Former Chief Economist and Managing Director of CIBC World Markets, Jeff Rubin spoke to a mid-sized crowd on a Friday evening at Southminster United Church to promote his new book, The End of Growth , but the discussion was about much more, often referring back to his first book, Why Your World Is About To Get A Whole Lot Smaller . Rubin was an engaging speaker, a story-teller able to describe economics in laymen’s terms; sparking very thoughtful audience questions and handling them with poise and confidence: speaking of the future as if it is a sure thing. He makes thoughtful, well-reasoned arguments in favour of his predictions, but ultimately, he is predicting the future, and thus could stand to be proven wrong (or right) in the years to come.
The general premise of his argument is that higher oil prices, a necessity given that the world’s current oil supplies cost more to take out of the ground than they yield in profit, will lead to the end of growth. Rubin outlined how globalization has been made possible by affordable oil. Oil is the source of transportation and without transportation, globalization would not exist. He further pointed out the rise in oil prices will make shipping goods from around the world no longer the most cost effective way of producing and distributing the things that we use on a day to day basis. He predicts this leading to more manufacturing locally and a return to the economy pre-globalization.
Rubin predicts that the means to dealing with this will involve things like job-sharing and adjusting our expectations of a reasonable standard of living. To quote Rubin on this, “Perhaps it is better to learn to do with less than always wanting more.” He notes that we can’t keep pace with the physical demands that we are making of the world. While I agree that we want too much and that these would be superb ways of equalizing out resources, it seems highly unlikely that in the competitive and materialistic culture that we currently live in that people will willingly accept living on less in the interests of the whole.
Until this happens, Rubin predicts regular bubble and bust cycles, all related to oil poking the bubbles, which will be made worse by the lack of financial regulation; which he (correctly I believe) identifies as a major problem. When banks can gamble with people’s investments without fear, knowing they can pass losses off on their millions of customers - we all lose. Rubin is a promoter of more regulation and a return to the days when those managing investments must back them up with their own money. On this point, I whole-heartedly agree, but unfortunately, getting these rules changed will be an uphill battle given the power of the people who maintain them.

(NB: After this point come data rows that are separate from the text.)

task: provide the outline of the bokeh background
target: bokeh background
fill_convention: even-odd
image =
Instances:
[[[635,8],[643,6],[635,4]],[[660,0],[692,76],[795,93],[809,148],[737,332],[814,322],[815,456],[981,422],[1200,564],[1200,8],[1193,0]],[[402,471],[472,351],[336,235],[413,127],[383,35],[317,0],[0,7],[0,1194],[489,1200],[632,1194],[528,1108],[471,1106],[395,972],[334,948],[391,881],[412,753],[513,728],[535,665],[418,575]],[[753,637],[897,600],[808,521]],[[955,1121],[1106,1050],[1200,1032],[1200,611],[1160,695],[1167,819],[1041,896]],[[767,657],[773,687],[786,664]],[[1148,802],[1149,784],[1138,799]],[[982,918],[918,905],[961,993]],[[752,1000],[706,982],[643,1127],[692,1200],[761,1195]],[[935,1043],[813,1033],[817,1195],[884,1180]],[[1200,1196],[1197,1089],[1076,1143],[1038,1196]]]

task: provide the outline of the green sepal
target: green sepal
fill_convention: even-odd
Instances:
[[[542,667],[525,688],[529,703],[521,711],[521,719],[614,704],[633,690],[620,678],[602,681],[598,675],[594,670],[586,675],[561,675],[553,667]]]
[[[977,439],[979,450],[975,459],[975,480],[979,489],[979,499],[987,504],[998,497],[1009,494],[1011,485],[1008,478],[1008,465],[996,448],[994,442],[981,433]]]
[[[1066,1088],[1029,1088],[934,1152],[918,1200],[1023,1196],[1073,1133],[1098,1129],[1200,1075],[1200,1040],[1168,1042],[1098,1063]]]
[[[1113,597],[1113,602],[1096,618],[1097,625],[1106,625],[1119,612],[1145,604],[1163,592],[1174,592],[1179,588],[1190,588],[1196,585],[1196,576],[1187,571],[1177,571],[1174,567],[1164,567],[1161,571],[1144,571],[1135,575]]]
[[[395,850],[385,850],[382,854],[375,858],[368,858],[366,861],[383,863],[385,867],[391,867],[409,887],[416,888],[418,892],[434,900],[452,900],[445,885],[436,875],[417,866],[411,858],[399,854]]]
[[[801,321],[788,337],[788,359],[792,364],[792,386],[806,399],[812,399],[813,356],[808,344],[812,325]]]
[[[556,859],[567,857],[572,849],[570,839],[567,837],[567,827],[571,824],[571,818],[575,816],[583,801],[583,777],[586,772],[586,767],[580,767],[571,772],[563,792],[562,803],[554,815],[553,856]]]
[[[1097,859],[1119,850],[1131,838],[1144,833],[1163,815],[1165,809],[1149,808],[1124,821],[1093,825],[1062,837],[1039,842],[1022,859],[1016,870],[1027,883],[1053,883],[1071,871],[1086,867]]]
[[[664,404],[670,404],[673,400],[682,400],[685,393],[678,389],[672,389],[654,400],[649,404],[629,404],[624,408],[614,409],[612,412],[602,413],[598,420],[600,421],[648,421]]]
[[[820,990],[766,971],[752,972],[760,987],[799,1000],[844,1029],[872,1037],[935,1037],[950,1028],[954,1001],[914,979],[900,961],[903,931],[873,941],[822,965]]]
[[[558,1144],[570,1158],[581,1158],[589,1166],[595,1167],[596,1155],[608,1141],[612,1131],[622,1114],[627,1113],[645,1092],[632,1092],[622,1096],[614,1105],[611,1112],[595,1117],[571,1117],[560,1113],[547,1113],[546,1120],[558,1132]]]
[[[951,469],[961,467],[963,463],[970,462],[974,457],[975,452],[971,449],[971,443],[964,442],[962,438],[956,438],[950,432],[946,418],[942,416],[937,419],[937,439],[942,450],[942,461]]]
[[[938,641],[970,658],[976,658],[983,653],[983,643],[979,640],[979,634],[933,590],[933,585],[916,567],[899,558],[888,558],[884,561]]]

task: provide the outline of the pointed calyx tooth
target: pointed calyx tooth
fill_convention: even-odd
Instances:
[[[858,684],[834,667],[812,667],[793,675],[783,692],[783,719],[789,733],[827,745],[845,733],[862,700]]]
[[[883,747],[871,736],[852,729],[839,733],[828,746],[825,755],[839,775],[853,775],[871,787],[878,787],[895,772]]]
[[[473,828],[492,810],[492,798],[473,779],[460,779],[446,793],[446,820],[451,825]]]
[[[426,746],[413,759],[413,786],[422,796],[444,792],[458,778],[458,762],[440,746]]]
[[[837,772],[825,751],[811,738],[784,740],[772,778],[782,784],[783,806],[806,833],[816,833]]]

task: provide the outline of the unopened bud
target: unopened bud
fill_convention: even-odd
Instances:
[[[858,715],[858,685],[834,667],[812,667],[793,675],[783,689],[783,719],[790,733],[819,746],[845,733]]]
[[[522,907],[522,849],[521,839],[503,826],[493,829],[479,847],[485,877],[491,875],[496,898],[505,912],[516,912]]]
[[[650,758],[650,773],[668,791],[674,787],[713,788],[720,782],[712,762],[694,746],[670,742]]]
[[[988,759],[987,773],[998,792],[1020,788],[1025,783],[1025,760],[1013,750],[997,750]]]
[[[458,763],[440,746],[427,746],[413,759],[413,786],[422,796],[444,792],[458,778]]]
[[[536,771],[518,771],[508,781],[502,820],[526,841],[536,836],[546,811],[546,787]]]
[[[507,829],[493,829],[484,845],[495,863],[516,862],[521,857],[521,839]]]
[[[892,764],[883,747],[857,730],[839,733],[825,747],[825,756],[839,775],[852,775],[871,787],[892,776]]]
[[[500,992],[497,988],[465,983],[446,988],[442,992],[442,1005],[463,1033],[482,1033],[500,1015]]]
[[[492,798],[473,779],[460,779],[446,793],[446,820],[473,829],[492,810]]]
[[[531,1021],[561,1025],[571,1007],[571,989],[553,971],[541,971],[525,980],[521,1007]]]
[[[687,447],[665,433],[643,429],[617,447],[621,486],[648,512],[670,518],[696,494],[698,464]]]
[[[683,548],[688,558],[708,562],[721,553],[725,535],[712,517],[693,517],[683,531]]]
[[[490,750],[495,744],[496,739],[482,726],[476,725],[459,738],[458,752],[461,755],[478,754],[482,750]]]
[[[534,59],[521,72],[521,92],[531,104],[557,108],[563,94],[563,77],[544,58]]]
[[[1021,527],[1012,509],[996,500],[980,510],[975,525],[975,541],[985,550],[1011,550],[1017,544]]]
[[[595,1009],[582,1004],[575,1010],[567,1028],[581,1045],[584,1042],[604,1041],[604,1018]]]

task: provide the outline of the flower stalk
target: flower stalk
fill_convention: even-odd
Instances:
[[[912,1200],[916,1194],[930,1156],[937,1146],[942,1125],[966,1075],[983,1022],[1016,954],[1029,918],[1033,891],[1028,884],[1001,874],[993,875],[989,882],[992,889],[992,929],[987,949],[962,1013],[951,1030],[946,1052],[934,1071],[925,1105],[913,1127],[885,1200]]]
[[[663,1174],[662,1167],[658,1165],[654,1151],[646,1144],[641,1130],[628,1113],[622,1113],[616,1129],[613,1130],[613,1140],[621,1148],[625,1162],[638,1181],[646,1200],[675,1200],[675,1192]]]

While Rubin predicts that prices will force this cycle to end because the people will rise up and demand change, I have my doubts. The government has already hit some legal blocks in their attempt to bring about some more regulation, and I would imagine that they will likely hit more in the future. He puts a lot of faith in prices, and while his arguments do have some merits, they may be an overly simplistic view of the economic picture. It would be interesting to hear him debate this point (and his others) with fellow economists.
An audience member raised the point that the majority of money in the economy is out of the hands of the majority of people, floating around in financial transactions and not being put to any real use. The audience member called for taxation of this money in order to spread the world’s resources around so that we all can survive and thrive in the world and perhaps if this was the case, then growth might still be possible. Her point was very well received by the crowd. Rubin appeared to be in agreement about getting that money out of the financial realm and into the hands of the people, but he failed to answer as to whether this would permit some growth.
A difference of philosophy between Rubin’s world-view and that of the mainstream, and especially certain other economists, emerges. Economics is founded on the premise of growth. The discipline strives to find ways to maximize this growth. But Rubin raises the ultimate question: how will we re-think economics when we remove the growth factor? Ultimately, only time will tell.